Glossary

PII Masking in RAG

PII masking in RAG is the discipline of redacting personally identifiable information from document chunks before they are embedded, so vector retrieval itself cannot leak sensitive data back to an LLM or user.

Definition

PII masking in RAG is the discipline of redacting personally identifiable information from document chunks before they are embedded, so vector retrieval itself cannot leak sensitive data back to an LLM or user.

In Depth

The common RAG mistake is to embed raw content and plan to scrub later. If PII lives in the embeddings, retrieval becomes the leak surface — a similarity query returns the sensitive chunk and the LLM is then asked to answer from it. The correct pattern is mask first, then chunk, then embed. Banking, health, and compliance-heavy domains also layer metadata filters (region, product line, freshness) to avoid routing queries to stale or disallowed documents. When Scavio is the ingestion source, masking happens between the Scavio fetch and the embed step, before the chunk ever touches the vector store.

Example Usage

Real-World Example

The banking team added a PII masking in RAG step between Scavio ingestion and Pinecone upsert, redacting names and account identifiers before any chunk was embedded.

Platforms

PII Masking in RAG is relevant across the following platforms, all accessible through Scavio's unified API:

  • google
  • reddit

Related Terms

Frequently Asked Questions

PII masking in RAG is the discipline of redacting personally identifiable information from document chunks before they are embedded, so vector retrieval itself cannot leak sensitive data back to an LLM or user.

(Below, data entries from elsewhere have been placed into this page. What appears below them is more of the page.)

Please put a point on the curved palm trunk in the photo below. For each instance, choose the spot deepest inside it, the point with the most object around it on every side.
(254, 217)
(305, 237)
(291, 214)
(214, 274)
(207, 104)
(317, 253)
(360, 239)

The banking team added a PII masking in RAG step between Scavio ingestion and Pinecone upsert, redacting names and account identifiers before any chunk was embedded.

PII Masking in RAG is relevant to google, reddit. Scavio provides a unified API to access data from all of these platforms.

The common RAG mistake is to embed raw content and plan to scrub later. If PII lives in the embeddings, retrieval becomes the leak surface — a similarity query returns the sensitive chunk and the LLM is then asked to answer from it. The correct pattern is mask first, then chunk, then embed. Banking, health, and compliance-heavy domains also layer metadata filters (region, product line, freshness) to avoid routing queries to stale or disallowed documents. When Scavio is the ingestion source, masking happens between the Scavio fetch and the embed step, before the chunk ever touches the vector store.

PII Masking in RAG

Start using Scavio to work with pii masking in rag across Google, Amazon, YouTube, Walmart, and Reddit.